My apologies to coach C.W. Campbell’s 11-1, 1999 Lovejoy squad.
Forgive me, Chris Scott, Kisan Flakes and Jeremy Lomax. I’m aware that you were all-state football players for coach Al Hughes’ 2003 bunch that barely lost to Westside Macon in the second round of the playoffs.
I’m sorry, Tashard Choice. You also were on that vaunted 2003 team that was closer than any other to achieving unprecedented Lovejoy postseason lore until last year.
Oh, and speaking of 2011; My regrets to Rico McWilliams, Jermaine Hough and Jamal Covington — members of the state-runner up and most successful Lovejoy team in school history.
As great as your respective versions of Wildcat football were and always will be, there may soon be one that trumps them all.

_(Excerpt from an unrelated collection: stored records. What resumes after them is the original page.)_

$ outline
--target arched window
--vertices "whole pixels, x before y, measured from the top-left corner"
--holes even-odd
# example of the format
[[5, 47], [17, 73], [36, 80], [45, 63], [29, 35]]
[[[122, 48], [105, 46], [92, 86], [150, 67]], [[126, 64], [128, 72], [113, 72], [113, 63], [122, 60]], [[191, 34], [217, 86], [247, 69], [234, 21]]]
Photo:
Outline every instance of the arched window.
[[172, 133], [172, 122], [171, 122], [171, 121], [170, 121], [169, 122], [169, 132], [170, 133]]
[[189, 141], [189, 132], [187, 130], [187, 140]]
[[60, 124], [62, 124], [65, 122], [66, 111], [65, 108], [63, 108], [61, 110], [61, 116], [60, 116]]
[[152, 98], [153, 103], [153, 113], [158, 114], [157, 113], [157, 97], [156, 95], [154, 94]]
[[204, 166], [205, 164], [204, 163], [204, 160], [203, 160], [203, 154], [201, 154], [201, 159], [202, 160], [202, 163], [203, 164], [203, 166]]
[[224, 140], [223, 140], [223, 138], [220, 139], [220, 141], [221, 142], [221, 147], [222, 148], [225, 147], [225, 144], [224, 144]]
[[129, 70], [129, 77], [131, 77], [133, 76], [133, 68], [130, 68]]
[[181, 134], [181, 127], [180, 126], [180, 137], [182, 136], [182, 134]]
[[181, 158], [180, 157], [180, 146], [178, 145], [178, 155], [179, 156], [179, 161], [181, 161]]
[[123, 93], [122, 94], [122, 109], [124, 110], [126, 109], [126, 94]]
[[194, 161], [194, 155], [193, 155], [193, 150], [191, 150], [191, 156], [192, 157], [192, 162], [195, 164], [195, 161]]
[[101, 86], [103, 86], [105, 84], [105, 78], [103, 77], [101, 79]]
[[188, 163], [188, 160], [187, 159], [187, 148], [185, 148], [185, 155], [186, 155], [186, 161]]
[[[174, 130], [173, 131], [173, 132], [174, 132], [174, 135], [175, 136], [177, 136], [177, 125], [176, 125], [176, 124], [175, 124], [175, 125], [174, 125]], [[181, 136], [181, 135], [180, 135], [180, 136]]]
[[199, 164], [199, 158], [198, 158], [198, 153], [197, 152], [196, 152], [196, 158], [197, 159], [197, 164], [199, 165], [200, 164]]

That is, if 2012’s ultra-talented group headlined by all-state running back Travis Custis gets the last word.
No Lovejoy football team went further in the playoffs than last season’s Wildcats who, for the first time in school history, advanced past the second round of the playoffs.

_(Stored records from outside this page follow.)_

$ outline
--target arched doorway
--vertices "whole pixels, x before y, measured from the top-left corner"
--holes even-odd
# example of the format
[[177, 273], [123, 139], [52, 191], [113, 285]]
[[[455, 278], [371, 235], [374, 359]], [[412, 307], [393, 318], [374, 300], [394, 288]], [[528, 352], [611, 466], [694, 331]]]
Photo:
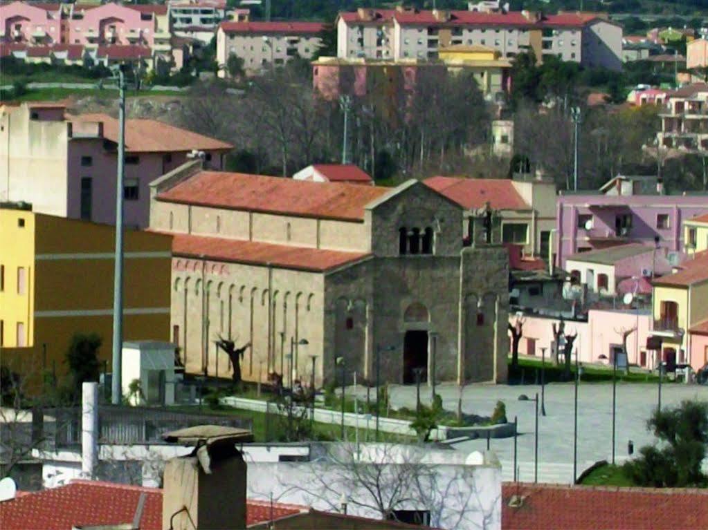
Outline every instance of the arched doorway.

Hughes’ bunch got on the back and shoulders of Custis, who broke Choice’s all-time rushing record as he ran for 1,839 yards and found the endzone a total of 31 times.
They rode him all the way to the Georgia Dome, only to run out of gas in a 22-7 defeat to Tucker in the 4-AAAA state championship game.
The good news is this year’s team looks every bit as loaded as the last, if not more.
Sixteen starters return — eight on each side of the ball. Eight of the returning 16 were either first or second team 2011 All Southern Crescent selections, while seniors JuMichael Ramos (wide receiver) and El-Malik Roberson (safety) received honorable mention recognition.
Two Wildcats, Custis and Norwood were all-state selections in 2011, giving Lovejoy the largest return of all-state players of any team in school history.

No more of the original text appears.